Uma vez que você tenha se aproximado das montanhas de caixas para extrair os livros delas e
trazê-los à luz do dia - ou melhor, da noite - que lembranças se aglomeram em você! Nada
destaca mais claramente o fascínio de desfazer as malas do que a dificuldade de interromper
esta atividade. Eu tinha começado ao meio-dia e já era meia-noite quando cheguei aos últimos
casos. Agora coloco as mãos em dois volumes encadernados em pranchas desbotadas que, a
rigor, não pertencem de forma alguma a uma caixa de livro: dois álbuns com figuras adesivas que
minha mãe colou quando criança e que eu herdei. São as sementes de uma coleção de livros
infantis que continua a crescer continuamente até hoje, embora já não esteja no meu jardim. Não
há biblioteca viva que não abrigue uma série de criações semelhantes a livros de áreas
periféricas. Não precisam ser álbuns colados ou de família, livros de autógrafos ou pastas
contendo panfletos ou folhetos religiosos; algumas pessoas ficam apegadas a folhetos e
prospectos, outras a fac-símiles manuscritos ou cópias datilografadas de livros inalcançáveis; e
certamente os periódicos podem formar as franjas prismáticas de uma biblioteca. Mas voltando a
esses álbuns: Accua]]y, a herança é a forma mais sólida de adquirir uma coleção.

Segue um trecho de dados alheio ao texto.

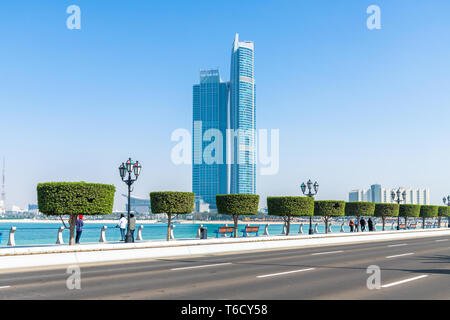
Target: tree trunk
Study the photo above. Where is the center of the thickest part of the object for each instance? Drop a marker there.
(72, 224)
(169, 221)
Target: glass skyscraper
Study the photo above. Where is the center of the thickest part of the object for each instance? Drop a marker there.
(210, 106)
(225, 105)
(243, 118)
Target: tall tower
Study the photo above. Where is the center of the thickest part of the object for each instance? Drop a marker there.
(210, 119)
(243, 118)
(2, 202)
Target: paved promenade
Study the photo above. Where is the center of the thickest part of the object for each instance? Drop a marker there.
(411, 268)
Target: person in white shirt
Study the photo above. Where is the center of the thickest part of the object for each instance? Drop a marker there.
(122, 225)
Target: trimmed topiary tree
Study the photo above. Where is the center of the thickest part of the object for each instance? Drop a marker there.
(287, 207)
(329, 208)
(383, 210)
(359, 209)
(237, 205)
(73, 199)
(428, 212)
(409, 210)
(443, 212)
(171, 202)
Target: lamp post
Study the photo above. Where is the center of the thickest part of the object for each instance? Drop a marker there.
(398, 197)
(130, 167)
(310, 187)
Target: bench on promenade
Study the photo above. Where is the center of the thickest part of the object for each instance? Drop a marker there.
(249, 229)
(412, 225)
(223, 231)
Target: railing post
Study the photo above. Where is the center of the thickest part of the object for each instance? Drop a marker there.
(139, 235)
(103, 234)
(12, 240)
(172, 237)
(245, 229)
(59, 238)
(266, 230)
(199, 231)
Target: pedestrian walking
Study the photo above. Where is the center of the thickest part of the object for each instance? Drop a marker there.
(370, 224)
(132, 226)
(122, 225)
(363, 224)
(79, 228)
(351, 225)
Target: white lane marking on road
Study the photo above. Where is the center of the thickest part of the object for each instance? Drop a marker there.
(400, 255)
(329, 252)
(403, 281)
(282, 273)
(204, 266)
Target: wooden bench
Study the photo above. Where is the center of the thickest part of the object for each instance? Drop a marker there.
(249, 229)
(412, 225)
(223, 231)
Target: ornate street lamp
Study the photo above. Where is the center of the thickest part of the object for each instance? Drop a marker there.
(310, 187)
(398, 197)
(135, 168)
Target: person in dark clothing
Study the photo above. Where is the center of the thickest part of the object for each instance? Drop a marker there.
(370, 224)
(79, 226)
(362, 222)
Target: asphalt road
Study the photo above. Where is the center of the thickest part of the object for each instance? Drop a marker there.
(410, 269)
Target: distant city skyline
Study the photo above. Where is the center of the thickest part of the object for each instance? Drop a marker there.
(353, 105)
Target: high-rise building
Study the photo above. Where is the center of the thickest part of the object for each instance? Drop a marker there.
(378, 194)
(243, 118)
(210, 105)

Pois a atitude
de um colecionador em relação aos seus bens decorre do sentimento de responsabilidade do
proprietário para com a sua propriedade. Assim é, no sentido mais elevado, a atitude de um
herdeiro, e o traço mais distintivo de uma coleção será sempre a sua transmissibilidade. Vocês
devem saber que, ao dizer isso, compreendo perfeitamente que minha discussão sobre o clima
mental do colecionismo confirmará a convicção de muitos de vocês de que essa paixão está
atrasada, em sua desconfiança no tipo de colecionador. Nada está mais longe da minha mente do
que sacudir o seu convicção ou sua desconfiança. Mas uma coisa deve ser notada: o fenômeno
do colecionismo perde o sentido à medida que perde o seu dono pessoal. Embora as coleções
públicas possam ser menos questionáveis socialmente e mais úteis academicamente do que as
coleções privadas, os objetos só recebem o devido valor nestas últimas. Eu sei que o tempo está
se esgotando para o tipo que estou discutindo aqui e que venho representando diante de vocês
um pouco ex officio. Mas, como disse Hegel, só quando escurece é que a coruja de Minerva
começa a voar. Somente na extinção o colecionador é compreendido.

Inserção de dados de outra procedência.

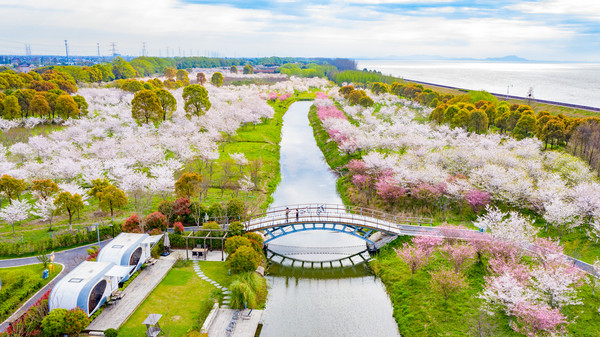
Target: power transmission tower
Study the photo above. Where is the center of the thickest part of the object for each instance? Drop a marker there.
(67, 50)
(114, 48)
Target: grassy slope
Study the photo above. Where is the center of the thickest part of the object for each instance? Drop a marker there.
(7, 275)
(420, 312)
(256, 142)
(183, 298)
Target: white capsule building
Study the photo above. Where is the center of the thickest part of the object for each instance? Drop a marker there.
(128, 249)
(87, 286)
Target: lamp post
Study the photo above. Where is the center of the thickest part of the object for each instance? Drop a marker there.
(507, 88)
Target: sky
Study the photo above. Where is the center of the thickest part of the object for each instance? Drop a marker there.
(560, 30)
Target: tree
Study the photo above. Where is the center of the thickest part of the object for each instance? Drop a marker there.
(233, 243)
(12, 109)
(200, 78)
(12, 188)
(122, 69)
(44, 188)
(112, 198)
(237, 228)
(447, 282)
(188, 184)
(245, 259)
(170, 73)
(196, 99)
(182, 75)
(156, 220)
(66, 106)
(53, 324)
(67, 202)
(39, 106)
(217, 79)
(478, 120)
(132, 224)
(81, 104)
(145, 106)
(414, 256)
(248, 69)
(98, 185)
(168, 102)
(15, 212)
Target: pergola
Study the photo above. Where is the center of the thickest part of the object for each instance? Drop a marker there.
(220, 234)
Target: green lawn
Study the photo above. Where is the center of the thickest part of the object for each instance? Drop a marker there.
(183, 298)
(19, 284)
(421, 312)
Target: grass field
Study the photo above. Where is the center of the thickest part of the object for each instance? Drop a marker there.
(421, 312)
(183, 298)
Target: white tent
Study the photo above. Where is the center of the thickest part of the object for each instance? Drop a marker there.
(87, 286)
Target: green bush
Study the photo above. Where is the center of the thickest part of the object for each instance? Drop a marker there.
(75, 321)
(236, 228)
(54, 324)
(111, 332)
(233, 243)
(244, 259)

Agora estou na última caixa meio vazia e já passa da meia-noite. Outros pensamentos me
preenchem além daqueles de que estou falando – não pensamentos, mas imagens, memórias.

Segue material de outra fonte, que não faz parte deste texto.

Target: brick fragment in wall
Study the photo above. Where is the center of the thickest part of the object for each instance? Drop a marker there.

Memórias das cidades onde encontrei tantas coisas: Riga, Nápoles, Munique, Danzig, Moscovo,
Florença, Basileia, Paris; memórias dos suntuosos quartos de Rosenthal em Munique, do Danzig
Stockturm onde o falecido Hans Rhaue estava domiciliado, da mofada adega de livros de
Siissengut no norte de Berlim; lembranças dos quartos onde esses livros estavam guardados, do
meu covil de estudante em Munique, do meu quarto em Berna, da solidão de Iseltwald no Lago
de Brienz e, finalmente, do meu quarto de infância, antigo local de apenas quatro ou cinco dos
vários milhares de volumes que estão empilhados ao meu redor, ó felicidade do colecionador,
felicidade do homem ocioso! De ninguém se esperava menos, e ninguém teve maior sensação de
bem-estar do que o homem que foi capaz de levar adiante sua existência vergonhosa sob a
máscara do "Bookworm" de Spitzweg. Pois dentro dele existem espíritos, ou pelo menos
pequenos gênios, que cuidaram para que, para um colecionador - e refiro-me a um verdadeiro
colecionador, um colecionador como deveria ser - a propriedade é a relação mais íntima que se
pode ter com os objetos. . Não que eles ganhem vida nele; é ele quem vive neles. Então ergui
uma de suas moradias, com livros como pedras de construção, diante de você, e agora ele vai
desaparecer lá dentro, como é justo.